Dans les milieux ouverts, les risques de dérapage de la part de nos employés sont relativement limités. Dans la postproduction son et image, la situation peut être différente, car deux ou trois employés partagent un studio, où la luminosité est souvent faible. Pour autant, nous n'avons pas eu connaissance de cas graves de passage à l'acte. Les signalements concernent essentiellement des attaques verbales, qui sont inadmissibles et qui sont sanctionnées.
Il conviendrait de s'assurer que tous les opérationnels sont formés, et de réunir l'ensemble des équipes des prestataires et des clients au début de chaque tournage pour un point de sensibilisation.
De plus en plus de participants suivent les formations du Centre national du cinéma et de l'image animée (CNC), qu'il s'agisse des mandataires ou des personnes exerçant une responsabilité sur les prestataires en production et les prestataires techniques. De fait, nous sommes soumis à cette obligation depuis un an. Cette action porte ses fruits, mais il faudrait étendre ces formations à toutes les personnes assumant un rôle d'encadrement ou de supervision.
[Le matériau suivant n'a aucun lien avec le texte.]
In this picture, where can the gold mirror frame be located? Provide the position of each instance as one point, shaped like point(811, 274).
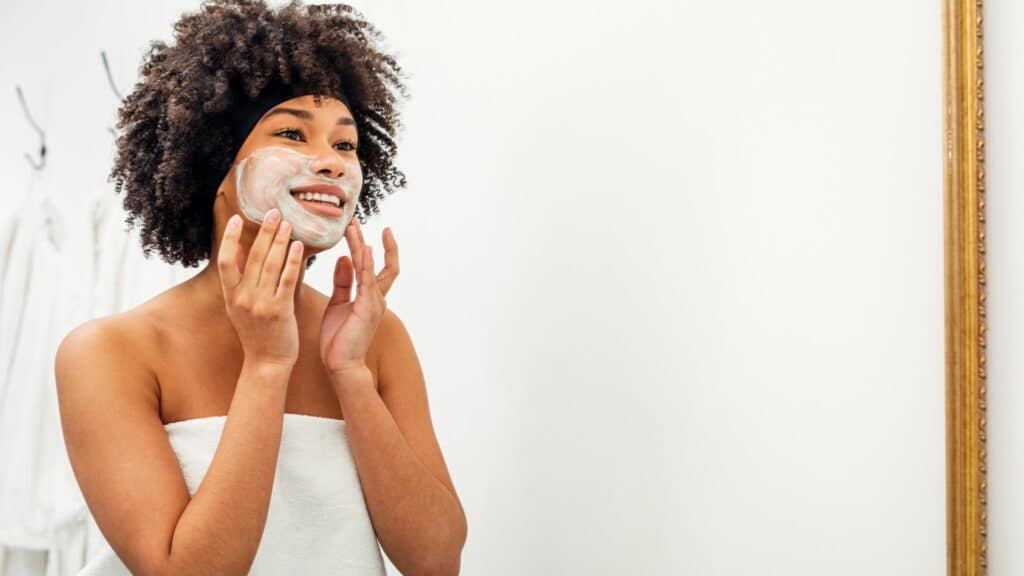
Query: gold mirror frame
point(964, 128)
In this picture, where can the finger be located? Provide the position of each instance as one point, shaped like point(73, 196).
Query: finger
point(386, 278)
point(270, 274)
point(343, 277)
point(352, 237)
point(290, 276)
point(359, 242)
point(257, 252)
point(227, 264)
point(368, 279)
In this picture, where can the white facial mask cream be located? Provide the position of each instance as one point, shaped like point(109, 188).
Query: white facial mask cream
point(265, 178)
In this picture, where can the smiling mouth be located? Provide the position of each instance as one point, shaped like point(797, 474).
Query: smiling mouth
point(317, 198)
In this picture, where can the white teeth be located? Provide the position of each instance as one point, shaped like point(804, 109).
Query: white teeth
point(317, 197)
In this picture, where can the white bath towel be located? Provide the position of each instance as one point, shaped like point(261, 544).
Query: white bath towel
point(317, 522)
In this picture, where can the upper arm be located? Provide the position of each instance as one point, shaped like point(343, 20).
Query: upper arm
point(117, 444)
point(404, 393)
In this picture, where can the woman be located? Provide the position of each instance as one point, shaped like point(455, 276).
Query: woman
point(242, 421)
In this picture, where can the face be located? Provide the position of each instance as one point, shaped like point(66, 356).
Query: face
point(299, 158)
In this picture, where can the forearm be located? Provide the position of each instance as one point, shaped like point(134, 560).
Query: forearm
point(220, 529)
point(417, 519)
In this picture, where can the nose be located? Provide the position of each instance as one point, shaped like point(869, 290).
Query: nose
point(328, 162)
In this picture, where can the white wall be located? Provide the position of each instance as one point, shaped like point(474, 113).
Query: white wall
point(674, 270)
point(1005, 145)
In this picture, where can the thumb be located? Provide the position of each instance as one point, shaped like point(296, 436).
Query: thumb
point(343, 276)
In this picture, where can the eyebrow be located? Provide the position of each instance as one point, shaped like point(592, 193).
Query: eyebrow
point(343, 121)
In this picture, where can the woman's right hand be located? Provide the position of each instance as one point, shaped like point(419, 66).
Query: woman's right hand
point(258, 294)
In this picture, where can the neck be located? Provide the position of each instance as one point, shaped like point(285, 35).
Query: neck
point(207, 283)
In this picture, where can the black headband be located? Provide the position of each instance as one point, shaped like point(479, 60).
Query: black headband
point(245, 114)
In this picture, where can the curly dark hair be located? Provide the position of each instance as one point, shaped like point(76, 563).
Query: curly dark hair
point(174, 126)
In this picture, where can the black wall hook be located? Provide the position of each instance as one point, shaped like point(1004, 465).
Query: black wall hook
point(110, 79)
point(38, 165)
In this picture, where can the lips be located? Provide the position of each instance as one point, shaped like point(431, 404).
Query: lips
point(322, 189)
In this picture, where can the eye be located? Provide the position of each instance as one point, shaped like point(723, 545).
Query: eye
point(288, 130)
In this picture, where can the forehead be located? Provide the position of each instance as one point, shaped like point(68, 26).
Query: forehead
point(317, 105)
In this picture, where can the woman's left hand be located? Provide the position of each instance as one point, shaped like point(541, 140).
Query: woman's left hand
point(348, 327)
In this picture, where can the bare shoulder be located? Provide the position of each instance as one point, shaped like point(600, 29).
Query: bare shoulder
point(110, 412)
point(115, 345)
Il est essentiel de savoir comment réagir à une agression, mais aussi comment répondre à un signalement d'agression.
Tout dépend de la taille de l'entreprise en question. 40 % des adhérents de la Ficam comptent moins de dix salariés, et seuls cinq membres ont plus de 50 salariés.
Il me paraît tout aussi déterminant de former les dirigeants, gestionnaires et managers au traitement des signalements que d'informer les salariés sur la réaction à adopter face à une agression.
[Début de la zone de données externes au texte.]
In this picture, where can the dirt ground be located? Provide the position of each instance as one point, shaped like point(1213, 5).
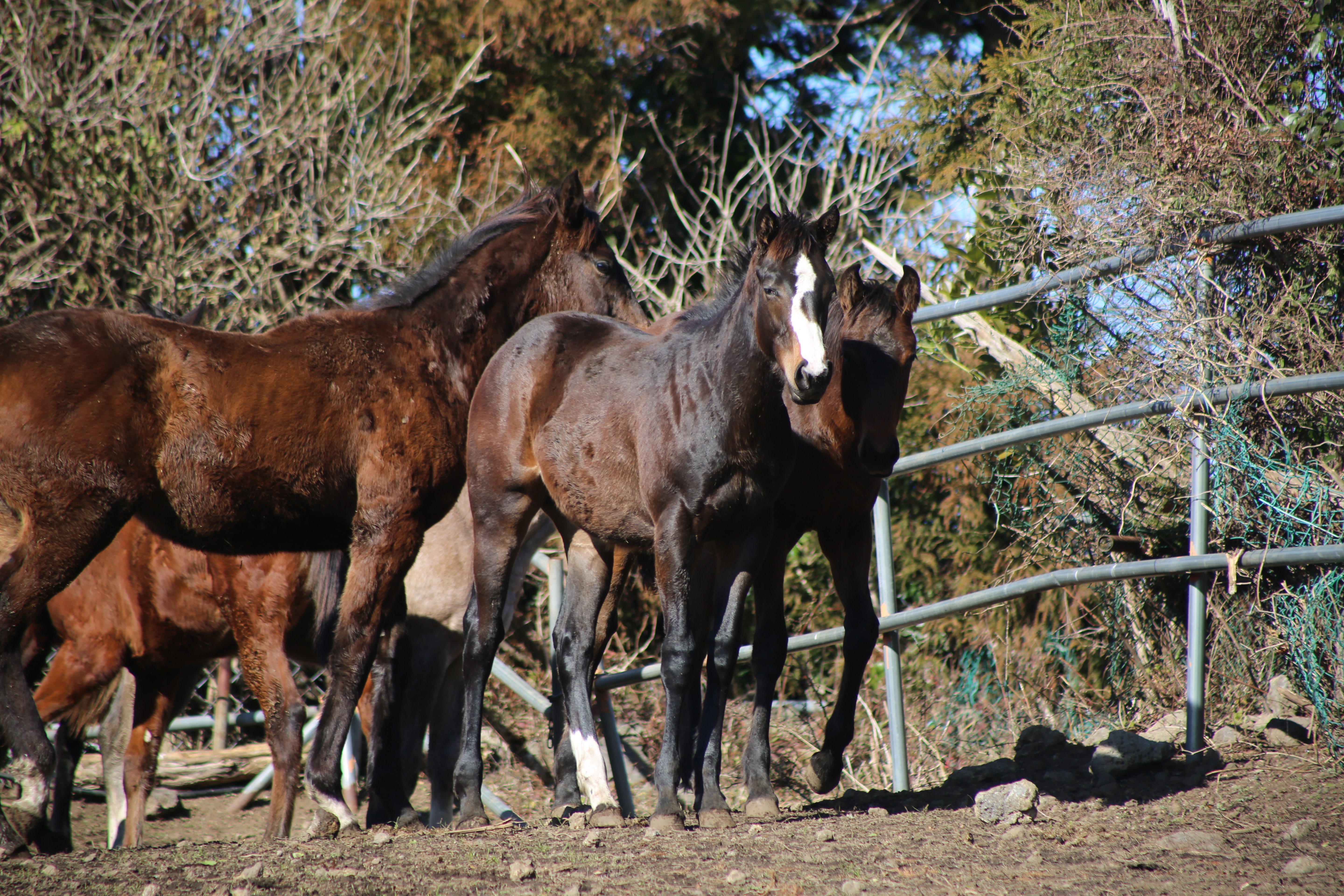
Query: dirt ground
point(1128, 836)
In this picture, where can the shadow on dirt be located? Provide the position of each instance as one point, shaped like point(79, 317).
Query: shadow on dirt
point(1060, 769)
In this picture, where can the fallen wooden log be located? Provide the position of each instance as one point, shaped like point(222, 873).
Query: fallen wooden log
point(190, 769)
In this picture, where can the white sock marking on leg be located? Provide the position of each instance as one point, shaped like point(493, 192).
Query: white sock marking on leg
point(592, 770)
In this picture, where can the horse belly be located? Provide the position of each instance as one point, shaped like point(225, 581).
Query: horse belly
point(733, 508)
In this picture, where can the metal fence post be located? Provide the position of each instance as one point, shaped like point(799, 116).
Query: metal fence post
point(892, 641)
point(1197, 601)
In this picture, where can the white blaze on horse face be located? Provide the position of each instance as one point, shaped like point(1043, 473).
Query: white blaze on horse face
point(592, 772)
point(808, 332)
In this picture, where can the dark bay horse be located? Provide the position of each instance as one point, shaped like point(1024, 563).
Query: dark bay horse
point(846, 444)
point(667, 442)
point(339, 430)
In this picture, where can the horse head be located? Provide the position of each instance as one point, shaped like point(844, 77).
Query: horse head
point(581, 272)
point(875, 342)
point(794, 288)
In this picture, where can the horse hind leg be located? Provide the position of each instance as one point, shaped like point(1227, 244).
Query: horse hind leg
point(113, 741)
point(37, 562)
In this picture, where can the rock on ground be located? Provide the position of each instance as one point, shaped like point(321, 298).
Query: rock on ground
point(1281, 699)
point(1007, 804)
point(1303, 866)
point(1300, 828)
point(1191, 841)
point(1124, 752)
point(1170, 729)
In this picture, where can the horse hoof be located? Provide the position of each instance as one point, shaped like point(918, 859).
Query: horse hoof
point(717, 819)
point(764, 809)
point(607, 817)
point(323, 827)
point(13, 847)
point(472, 823)
point(671, 821)
point(823, 780)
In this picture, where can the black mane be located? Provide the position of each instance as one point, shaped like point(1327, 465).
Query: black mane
point(792, 237)
point(530, 207)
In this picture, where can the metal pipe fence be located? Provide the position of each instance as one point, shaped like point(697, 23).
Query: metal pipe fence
point(892, 623)
point(1199, 562)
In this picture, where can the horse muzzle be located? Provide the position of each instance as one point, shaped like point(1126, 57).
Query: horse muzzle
point(878, 463)
point(808, 389)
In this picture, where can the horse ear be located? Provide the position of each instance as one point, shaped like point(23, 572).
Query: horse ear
point(849, 288)
point(908, 291)
point(767, 228)
point(826, 226)
point(572, 198)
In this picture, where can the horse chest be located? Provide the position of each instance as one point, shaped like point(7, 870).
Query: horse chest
point(733, 504)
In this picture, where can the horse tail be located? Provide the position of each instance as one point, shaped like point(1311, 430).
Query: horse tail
point(326, 581)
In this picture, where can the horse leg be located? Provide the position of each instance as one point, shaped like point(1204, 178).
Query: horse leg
point(768, 656)
point(847, 551)
point(445, 739)
point(69, 749)
point(400, 703)
point(499, 527)
point(675, 553)
point(113, 741)
point(265, 665)
point(573, 645)
point(37, 562)
point(380, 555)
point(736, 570)
point(155, 698)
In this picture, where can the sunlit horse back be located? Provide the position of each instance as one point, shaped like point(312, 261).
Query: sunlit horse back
point(336, 430)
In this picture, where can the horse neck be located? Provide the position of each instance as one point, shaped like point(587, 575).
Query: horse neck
point(484, 301)
point(738, 359)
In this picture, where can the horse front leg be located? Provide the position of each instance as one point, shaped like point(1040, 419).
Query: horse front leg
point(41, 553)
point(380, 555)
point(768, 656)
point(113, 741)
point(265, 665)
point(847, 551)
point(736, 569)
point(499, 526)
point(573, 647)
point(675, 553)
point(155, 708)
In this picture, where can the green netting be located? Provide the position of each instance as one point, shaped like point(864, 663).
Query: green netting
point(1267, 495)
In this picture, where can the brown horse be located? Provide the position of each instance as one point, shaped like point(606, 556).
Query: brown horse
point(341, 430)
point(671, 442)
point(846, 445)
point(162, 610)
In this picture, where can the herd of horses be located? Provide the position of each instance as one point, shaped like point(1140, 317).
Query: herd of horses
point(170, 495)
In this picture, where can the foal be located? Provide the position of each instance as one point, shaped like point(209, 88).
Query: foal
point(665, 442)
point(341, 430)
Des actions sont menées au sein de notre branche depuis plusieurs années. Ainsi, un accord sur l'égalité entre les femmes et les hommes a été signé en juillet 2018. L'accord étendu, en date de 2020, inclut expressément la lutte contre les violences sexuelles et sexistes. Cette cause est reprise par la cellule interprofessionnelle initiée par la Fédération des entreprises du spectacle vivant (Fesac), dont M. Mirski est président.
En 2019, le ministère de la culture a lancé un plan de lutte contre le harcèlement. Dans ce cadre, des assises ont été organisées par le CNC.
Par ailleurs, les partenaires sociaux ont créé une cellule d'écoute gratuite et anonyme, à destination des victimes et témoins de violences sexuelles. Elle est désormais active depuis quatre ans, et opérée par Audiens. La Ficam participe à cette initiative.
Nous travaillons aussi avec Audiens en vue de constituer une cellule à même d'informer les responsables d'entreprise ou d'unité ayant eu connaissance de faits à caractère sexiste ou sexuel. De fait, les chefs d'entreprise peuvent se sentir désemparés face à ce type de situation, même s'ils en mesurent la gravité.